The reason so many players are imported in Division I is simple. Field hockey recruiting is to the point where coaches feel that they either cannot bring a more sophisticated recruiting model to their methodology, or feel as though a foreigner can bring more to a team.

This, however, leads to "hiring" of players for less than a four-year career. Take, for example, Kent's quartet of foreign players in the 1998 season. The Flashes were the highest-scoring team in Division I, and had the highest-scoring player in Versterre. All four of these Dutchwomen, however, left school and are not on the 1999 roster.

To be sure, according to many foreign players, they possess abilities of the average American basketball player who would choose to be overseas.

Here in the U.S., basketball is taught and learned by watching and doing rather than a series of drills done by rote during long practices or training sessions. In the U.S., players on every back lot, every playground imitate Michael Jordan or Magic Johnson.

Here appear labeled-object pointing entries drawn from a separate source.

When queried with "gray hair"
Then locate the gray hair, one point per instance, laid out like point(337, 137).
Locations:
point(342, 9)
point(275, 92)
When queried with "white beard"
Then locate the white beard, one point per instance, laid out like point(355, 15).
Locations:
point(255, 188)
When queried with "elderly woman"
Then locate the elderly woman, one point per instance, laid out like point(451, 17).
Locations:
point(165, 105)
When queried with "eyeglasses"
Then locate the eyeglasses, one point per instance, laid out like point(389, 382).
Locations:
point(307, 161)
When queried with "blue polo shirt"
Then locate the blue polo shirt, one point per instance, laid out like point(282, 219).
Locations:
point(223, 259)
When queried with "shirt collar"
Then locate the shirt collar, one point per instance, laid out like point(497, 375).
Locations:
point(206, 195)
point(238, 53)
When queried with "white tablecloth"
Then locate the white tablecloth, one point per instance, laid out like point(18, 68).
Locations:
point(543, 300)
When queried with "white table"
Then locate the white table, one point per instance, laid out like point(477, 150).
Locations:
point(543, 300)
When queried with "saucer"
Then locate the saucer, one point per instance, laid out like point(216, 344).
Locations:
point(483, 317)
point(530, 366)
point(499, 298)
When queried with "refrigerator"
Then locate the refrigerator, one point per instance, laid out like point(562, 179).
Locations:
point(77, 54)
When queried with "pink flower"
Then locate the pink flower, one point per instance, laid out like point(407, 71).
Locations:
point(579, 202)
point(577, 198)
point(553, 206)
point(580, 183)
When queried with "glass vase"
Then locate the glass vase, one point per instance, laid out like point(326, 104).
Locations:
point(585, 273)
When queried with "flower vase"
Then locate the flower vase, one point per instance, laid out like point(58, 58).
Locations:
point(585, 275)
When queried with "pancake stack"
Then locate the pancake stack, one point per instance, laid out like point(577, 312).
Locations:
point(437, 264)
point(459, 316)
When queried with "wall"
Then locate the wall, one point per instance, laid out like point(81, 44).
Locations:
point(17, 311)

Similarly, in places like The Netherlands, field hockey players on public fields all over the country imitate Floris Jan Bovelander rather than doing a series of drills done by rote during long practices or training sessions.

"Back in Holland, we let the ball do the work," said Dutch native Esther DeBoer-Novis, who came to Princeton (N.J.) while in high school and was immediately one of the county's better players in the early 1980s. "I remember having to do an awful lot of running."

"How do you compare a player from Holland who starts at the age of three?" LaFronz said. "It's the school's decision if they want to bring in someone who can't do the coursework."

Thanks to a strong foreign influence, however, players and their American coaches have become more skilled and creative. In addition, you can see practices and camps where the "small games" method of warming up and working out are used, rather than setting up a line of cones as an obstacle course.

But it remains to be seen whether American players, even after a decade of Futures, can compete not only on the field, but for a pool of scholarship money under pressure from all sides.